Singing Posted by Hello

A choir team singing popular hits to entertain the audience.

Events shown on stage often involve elements of the Chinese culture. There will often be a dance and song recital such as the fan dance or plate dance; the local Chinese school orchestra would be called on to perform a concert playing traditional Chinese instruments such as the er hu (a long stringed instrument played using a fiddle); several student talents would lend their voice singing popular Mandarin songs; a sketch featuring comedic features; lion dance; wu shu performance and even Calligraphy (of which my old Mandarin lecturer Mr Huang would show off his skills not only by writing Chinese scripts but also the Jawi letters as well as Tamil script). The participants are well into their crafts, often seeing a standing ovation with the crowd clapping and shouting for an encore. Though one sad event was when Mr Huang wrote calligraphy in different language script and I heard the crowd jeer and sneer and even someone near my seat shouting boo, such attitude saddens me for what the event stands for, a display of culture.
Chancellor's Hall Posted by Hello

I still think the hall looks odd; its either looks like a gigantic orange juicer or a giant contraceptive cap. What do you all think? Anyway the interior does not reflect like it's tacky outer facade.

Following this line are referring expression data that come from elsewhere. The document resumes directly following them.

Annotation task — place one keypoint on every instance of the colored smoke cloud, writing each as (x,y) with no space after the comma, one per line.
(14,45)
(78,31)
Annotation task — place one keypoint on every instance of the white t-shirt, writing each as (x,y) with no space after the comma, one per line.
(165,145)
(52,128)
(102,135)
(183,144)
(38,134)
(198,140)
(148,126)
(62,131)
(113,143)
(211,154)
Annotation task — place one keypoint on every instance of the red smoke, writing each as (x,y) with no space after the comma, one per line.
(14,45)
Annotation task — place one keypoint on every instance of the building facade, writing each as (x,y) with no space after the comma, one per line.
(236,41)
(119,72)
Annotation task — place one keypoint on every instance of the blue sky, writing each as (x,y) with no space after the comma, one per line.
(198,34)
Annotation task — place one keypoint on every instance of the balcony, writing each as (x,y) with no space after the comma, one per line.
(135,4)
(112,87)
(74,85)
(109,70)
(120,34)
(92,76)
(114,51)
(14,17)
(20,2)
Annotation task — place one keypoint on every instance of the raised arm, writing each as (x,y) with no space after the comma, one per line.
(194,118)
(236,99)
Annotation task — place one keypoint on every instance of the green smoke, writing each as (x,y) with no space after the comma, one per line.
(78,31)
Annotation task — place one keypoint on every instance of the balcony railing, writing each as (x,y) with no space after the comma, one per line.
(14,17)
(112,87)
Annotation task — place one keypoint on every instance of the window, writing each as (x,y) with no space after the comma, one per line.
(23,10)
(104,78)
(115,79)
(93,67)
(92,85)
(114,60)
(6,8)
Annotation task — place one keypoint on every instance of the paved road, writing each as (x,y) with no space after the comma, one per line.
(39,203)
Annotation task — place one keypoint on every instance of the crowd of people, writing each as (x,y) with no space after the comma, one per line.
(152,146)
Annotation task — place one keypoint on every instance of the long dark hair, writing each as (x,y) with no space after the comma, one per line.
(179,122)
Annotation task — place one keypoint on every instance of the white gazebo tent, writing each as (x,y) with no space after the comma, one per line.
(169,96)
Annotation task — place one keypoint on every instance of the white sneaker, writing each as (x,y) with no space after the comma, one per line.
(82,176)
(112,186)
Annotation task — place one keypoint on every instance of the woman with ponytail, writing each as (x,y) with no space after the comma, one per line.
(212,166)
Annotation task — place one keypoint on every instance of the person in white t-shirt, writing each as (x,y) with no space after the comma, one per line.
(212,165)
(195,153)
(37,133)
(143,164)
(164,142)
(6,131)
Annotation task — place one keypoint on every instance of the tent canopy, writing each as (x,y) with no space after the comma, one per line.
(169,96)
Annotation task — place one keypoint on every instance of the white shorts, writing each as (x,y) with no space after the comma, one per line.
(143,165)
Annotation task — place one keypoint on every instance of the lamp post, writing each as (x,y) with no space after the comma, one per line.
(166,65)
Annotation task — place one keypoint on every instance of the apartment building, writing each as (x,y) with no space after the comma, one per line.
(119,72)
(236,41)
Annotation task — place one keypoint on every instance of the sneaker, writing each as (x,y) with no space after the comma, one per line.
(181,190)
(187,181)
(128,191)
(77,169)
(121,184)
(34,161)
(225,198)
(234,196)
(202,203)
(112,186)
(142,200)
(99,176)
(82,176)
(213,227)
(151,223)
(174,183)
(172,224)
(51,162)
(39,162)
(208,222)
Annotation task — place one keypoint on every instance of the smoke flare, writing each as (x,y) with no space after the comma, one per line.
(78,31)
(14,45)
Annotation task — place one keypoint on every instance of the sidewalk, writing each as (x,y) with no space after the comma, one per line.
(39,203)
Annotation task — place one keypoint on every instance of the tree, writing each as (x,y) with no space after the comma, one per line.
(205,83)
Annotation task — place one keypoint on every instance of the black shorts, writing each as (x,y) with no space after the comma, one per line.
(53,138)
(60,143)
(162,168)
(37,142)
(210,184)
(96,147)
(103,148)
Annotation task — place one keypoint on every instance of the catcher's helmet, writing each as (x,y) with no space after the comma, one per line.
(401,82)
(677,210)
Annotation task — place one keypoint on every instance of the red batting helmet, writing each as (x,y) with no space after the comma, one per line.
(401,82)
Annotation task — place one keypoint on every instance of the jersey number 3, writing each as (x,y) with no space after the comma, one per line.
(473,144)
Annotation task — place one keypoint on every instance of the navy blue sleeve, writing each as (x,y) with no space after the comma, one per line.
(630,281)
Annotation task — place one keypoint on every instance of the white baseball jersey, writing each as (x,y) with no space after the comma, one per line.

This year it is no different, the committee members were chosen, advertising were strung through the town (though I think putting a picture of Chicken from Cartoon Network's 'Cow and Chicken' on the banners is a little too much and tacky even if it the year of the Rooster), tickets printed and made available through avenue such as Popular Books Kk, within the campus and even direct selling (they even managed to buy an ad for the GSC cinema which I caught before National treasure was showing) and the date has been set for this Saturday, January 29th. It is a good effort I must say, to make this event a yearly tradition, one to be emulated by other societies and a display of how common cause and pride can mobilize the student body to work efficiently (as compared to the usual). The venue has often been a problem, lacking space to hold the amount of people attending, the committee had often resorted to renting halls outside the campus. The first year that I attended was staged at the Yayasan Sabah building while later it was held at the Likas Stadium. This year with the completion of the Chancellor Hall, there is now a permanent staging area where the event can be held. The coup de grace the committee this year hope will attract public attendance would be a listing in the Malaysian Book of Records. That’s right after so many has been said about senseless record breaking, UMS wish to top previous effort (especially by other universities) by having the largest ‘Low Sang’ (mixing of yee sang ingredients) session in Malaysia. How this will be done I cannot fathom and its worthiness I am still questioning. If it was for a charitable purpose such as the profit of the tickets or the sale of the yee sang being channelled to worthy organisations then I am in support, but if it is to bolster up the UMS coffers I would say this is a waste of resources and time.

I’ve enjoyed the PAP in my past years, attending two out of the three previous ones. This time I’m going to give it a miss as I’ll be heading back home to Kuantan next week and there are still a lot of matters to settle before that. I am glad that the tradition lives on to this year and many has taken the torch to make it a success. To them I give a salute and my admiration. For those interested and are in town, do give it a try and maybe you’ll enjoy yourself, I know we students have. Tickets are still available at RM8 by sales from student or just pop over to Popular Books in Centerpoint, and the event is open to the general public.